Similarly with food. 
The nurses have told my mother she ought to cut down on her sugar.  She takes at least two spoons in every
cup of tea and coffee.
‘At my age,’ my mother says. ‘I don’t care.  Why should I?’
The nurse explains to my mother that the sugar gives her a
quick energy hit that does not leave room for  any hunger for the more sustaining
nutrients, the protein and vitamins from meat and vegetables.
 
At the moment my mother prefers anything sweet, small tubs
of ice cream, stewed fruit, custard, but for the rest she cannot be
bothered. 
 ‘I’m 94,’ she
says.  ‘I can do as I please.’
If only her body would let her.  And her mind.
There is something willful about my mother in her old age,
something that is a contrast to the strictures of the past, her concern about sin
and the need to do good, which brings me back to my do-gooding days of visiting
Mrs White at the old people’s home.
 
In the end I arrived one day and Mrs White was gone.  She had died, quietly just like that, and
I could not bring myself to form another relationship with another old person,
knowing that there was such a likelihood of death.
Those were the days when I had decided I would like to die
at sixty; sixty seemed a decent age to go. 
Then two days ago I played ball with my six year old
grandson in our backyard and rejoiced at my stamina despite reaching
sixty.
 
Once with the arrogance of my youth I could be cavalier
about the notion that there is a good age at which to die, but not any more. 

Why should I worry?

There I was crouched under the weight of the summer sun with
a head cold.  My nose ran, my
sinuses blocked up and nowhere could I find sympathy from any of the people who
occupy my life.  They too were
caught up in the heat. 
So I took myself away. 
I locked myself inside my study and turned on the fan.  It whirred its way into the day.  No more activity for me.
‘You can’t stop,’ my daughter said. ‘I need your
help.  Besides, mothers don’t get
sick.  Mothers stay well.’  She stomped out of the room.
   
My mother plans to live till she’s one hundred. 
‘That’s six more years,’ I told her on my last visit.  ‘That’s a long time.’
‘But it’s something special to live to one hundred.  There’s no big deal in being
ninety-five. And time goes so fast these days.’  My mother wiped her nose on a tissue and threw it into
the  wastepaper basket by her
chair.  My mother goes through
tissues like they are breaths of air. 
‘I don’t do a thing these days,’ she went on, ‘but that’s okay.  I should be allowed to go slow.  I’m ninety four.  I deserve a rest.’

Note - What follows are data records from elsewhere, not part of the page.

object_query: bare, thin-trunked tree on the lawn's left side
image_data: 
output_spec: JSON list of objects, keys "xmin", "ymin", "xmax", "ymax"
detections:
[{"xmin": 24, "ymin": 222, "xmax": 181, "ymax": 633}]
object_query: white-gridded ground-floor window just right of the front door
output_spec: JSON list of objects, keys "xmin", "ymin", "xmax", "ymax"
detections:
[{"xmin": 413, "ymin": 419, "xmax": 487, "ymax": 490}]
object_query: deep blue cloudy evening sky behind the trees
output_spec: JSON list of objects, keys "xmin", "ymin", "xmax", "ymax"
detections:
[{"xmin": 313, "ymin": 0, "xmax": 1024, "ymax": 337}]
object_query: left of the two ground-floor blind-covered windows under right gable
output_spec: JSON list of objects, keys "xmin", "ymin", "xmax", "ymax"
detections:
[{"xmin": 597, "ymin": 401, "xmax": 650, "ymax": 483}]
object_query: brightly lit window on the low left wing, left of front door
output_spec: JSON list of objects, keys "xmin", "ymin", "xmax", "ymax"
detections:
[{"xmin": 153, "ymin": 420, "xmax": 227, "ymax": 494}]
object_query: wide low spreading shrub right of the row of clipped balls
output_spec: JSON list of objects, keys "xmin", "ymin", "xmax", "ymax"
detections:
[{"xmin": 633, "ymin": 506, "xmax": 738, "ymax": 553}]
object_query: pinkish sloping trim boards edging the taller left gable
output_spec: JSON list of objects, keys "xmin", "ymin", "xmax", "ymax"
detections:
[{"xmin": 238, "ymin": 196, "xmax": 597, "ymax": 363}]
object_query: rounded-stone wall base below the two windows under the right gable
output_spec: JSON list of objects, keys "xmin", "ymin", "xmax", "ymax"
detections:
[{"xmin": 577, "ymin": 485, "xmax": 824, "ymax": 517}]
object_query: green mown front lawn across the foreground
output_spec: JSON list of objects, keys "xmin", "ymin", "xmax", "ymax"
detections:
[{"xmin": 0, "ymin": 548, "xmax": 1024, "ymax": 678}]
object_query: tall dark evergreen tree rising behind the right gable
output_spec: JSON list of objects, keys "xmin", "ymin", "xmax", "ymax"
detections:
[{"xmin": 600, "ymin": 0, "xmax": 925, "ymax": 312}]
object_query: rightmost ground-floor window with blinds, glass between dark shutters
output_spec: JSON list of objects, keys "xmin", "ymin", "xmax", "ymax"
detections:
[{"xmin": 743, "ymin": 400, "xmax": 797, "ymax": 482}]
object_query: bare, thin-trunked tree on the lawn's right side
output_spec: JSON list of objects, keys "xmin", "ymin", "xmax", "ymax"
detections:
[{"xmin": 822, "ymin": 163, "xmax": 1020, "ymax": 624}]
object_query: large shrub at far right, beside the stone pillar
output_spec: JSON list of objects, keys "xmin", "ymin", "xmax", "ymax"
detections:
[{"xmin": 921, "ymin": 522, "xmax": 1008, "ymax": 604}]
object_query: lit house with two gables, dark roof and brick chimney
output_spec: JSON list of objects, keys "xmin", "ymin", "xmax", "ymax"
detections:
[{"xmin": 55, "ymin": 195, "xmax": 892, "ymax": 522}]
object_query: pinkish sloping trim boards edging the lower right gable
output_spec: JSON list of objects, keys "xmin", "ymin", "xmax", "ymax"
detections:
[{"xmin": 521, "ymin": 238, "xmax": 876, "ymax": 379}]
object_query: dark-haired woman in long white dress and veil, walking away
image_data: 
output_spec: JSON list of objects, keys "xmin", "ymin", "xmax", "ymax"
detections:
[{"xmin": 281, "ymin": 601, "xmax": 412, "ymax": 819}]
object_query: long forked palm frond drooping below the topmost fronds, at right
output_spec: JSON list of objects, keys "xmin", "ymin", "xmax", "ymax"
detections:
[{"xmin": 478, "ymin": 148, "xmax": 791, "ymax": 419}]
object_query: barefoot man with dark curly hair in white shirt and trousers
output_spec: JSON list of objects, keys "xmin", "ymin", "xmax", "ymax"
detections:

I do not repeat the mantra, ‘if you don’t use it, you lose
it’.  Why not stop still in her
chair and do nothing?
Why not sit each day surrounded by books, the trashy Mills
and Boon type of novels my mother reads, all are readily available from the
library in her retirement village; all she can read these days for the large
print? 
My mother reads these books the way she eats
chocolate.  I never bother to ask
her what each book is about.  I
suspect she could not tell me.  She
reads books like people read the trashy magazines in doctors’ surgeries –  eye candy, fodder for the mind. 
‘Why should I worry? 
My mother asks me yet again. 
A rhetorical question.  
She does not expect an answer and I’m not inclined to offer one. 
‘Why should I worry about my children?  There’s nothing I can do about
them.  They have their lives.  They make their own decisions.  I have nothing to worry about.’
When I sit with my mother as I do at least once a week and
she tells me yet again how much she fails to worry, does she see the skepticism
in my eyes?
Probably not. 
She refuses to wear her glasses, except to read.  Glasses do not suit her sense of the
fashionable.  Glasses make her look
old.  And so she can barely
see.  She will not see.
 
Those three wise monkeys come to mind.